Oct 16 '23 17:10 stefangweichinger

@stefangweichinger I had the same error but in a different context. As the LocalAI docker images are not based on the official cuda images by nvidia, you might need to explicitely set the NVIDIA_VISIBLE_DEVICES env variable when running the container.

(You could just add NVIDIA_VISIBLE_DEVICES=all to the .env file.)

Oct 16 '23 21:10 djmaze

We already set NVDIA env at https://github.com/go-skynet/LocalAI/blob/3f3162e57c35605ce520a75df0bfe7ace2f73cad/Dockerfile#L95-L97 Dockerfile.

Oct 17 '23 06:10 Aisuko

thanks to @djmaze and @Aisuko .. yes, that variable is in the Dockerfile. So how to proceed? I assume there are maybe mismatches between packages from Fedora and Nvidia? I installed Nvidia-stuff from here.

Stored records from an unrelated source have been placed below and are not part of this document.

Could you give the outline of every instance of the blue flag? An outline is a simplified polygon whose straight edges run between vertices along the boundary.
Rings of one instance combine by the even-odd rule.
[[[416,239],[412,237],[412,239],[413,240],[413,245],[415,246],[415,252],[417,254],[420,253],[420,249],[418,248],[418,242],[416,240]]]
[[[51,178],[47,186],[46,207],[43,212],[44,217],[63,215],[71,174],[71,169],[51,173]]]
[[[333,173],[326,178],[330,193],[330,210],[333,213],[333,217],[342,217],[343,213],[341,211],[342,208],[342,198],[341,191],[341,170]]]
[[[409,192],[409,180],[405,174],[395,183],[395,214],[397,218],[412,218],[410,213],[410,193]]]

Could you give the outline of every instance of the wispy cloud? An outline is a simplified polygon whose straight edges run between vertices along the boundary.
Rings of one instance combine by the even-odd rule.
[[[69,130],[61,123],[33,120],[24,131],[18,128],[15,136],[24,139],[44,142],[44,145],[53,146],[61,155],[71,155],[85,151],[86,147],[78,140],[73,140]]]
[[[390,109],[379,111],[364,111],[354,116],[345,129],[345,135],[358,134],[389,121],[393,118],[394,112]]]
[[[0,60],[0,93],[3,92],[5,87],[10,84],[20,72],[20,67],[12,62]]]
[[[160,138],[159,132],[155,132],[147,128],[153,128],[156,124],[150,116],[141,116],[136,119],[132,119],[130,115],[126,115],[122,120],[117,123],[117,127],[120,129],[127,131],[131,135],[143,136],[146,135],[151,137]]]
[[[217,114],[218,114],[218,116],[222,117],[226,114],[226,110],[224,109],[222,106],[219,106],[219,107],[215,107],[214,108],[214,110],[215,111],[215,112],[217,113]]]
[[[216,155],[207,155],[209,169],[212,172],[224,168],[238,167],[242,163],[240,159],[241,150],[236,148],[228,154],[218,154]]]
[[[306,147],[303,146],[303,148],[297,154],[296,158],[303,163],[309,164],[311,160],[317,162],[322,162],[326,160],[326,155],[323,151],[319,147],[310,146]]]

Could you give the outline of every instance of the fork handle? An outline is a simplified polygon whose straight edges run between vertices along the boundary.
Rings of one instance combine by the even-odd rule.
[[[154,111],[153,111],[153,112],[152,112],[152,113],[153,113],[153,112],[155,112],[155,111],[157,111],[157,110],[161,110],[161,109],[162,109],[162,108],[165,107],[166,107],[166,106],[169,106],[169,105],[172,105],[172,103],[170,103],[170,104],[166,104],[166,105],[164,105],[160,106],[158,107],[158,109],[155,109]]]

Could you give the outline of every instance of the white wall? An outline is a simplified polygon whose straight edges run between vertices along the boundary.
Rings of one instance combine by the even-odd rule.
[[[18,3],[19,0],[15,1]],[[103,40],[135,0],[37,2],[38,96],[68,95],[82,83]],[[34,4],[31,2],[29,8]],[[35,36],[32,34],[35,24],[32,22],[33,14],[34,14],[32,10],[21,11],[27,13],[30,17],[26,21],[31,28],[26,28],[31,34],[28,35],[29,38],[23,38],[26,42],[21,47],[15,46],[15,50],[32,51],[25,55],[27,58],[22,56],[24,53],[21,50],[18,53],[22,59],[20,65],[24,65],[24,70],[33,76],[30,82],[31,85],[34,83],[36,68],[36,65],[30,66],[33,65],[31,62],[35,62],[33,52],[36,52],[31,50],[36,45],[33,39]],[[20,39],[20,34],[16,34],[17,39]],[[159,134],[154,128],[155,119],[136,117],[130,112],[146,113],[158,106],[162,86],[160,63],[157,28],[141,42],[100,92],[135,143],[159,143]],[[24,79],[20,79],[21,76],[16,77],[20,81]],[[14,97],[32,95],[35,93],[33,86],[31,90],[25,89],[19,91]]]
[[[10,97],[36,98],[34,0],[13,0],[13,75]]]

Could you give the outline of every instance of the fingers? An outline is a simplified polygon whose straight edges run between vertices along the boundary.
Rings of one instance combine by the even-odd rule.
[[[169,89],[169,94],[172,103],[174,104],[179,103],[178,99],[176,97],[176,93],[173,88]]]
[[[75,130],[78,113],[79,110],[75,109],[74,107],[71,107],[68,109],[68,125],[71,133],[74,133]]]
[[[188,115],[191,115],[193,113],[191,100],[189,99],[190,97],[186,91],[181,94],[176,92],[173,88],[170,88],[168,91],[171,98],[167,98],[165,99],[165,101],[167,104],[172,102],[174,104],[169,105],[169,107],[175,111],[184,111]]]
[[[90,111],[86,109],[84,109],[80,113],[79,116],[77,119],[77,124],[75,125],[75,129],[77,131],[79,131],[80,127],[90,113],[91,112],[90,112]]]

The link is for Fedora 37 ... nothing available for F38 or my F39beta. So maybe the problem comes from that.

I am a newbie with LocalAI and CUDA. So I am only guessing.

Oct 17 '23 06:10 stefangweichinger

Corrected my docker-compose.yml to the one from here

Added the mentioned variable to .env, yes, redundant.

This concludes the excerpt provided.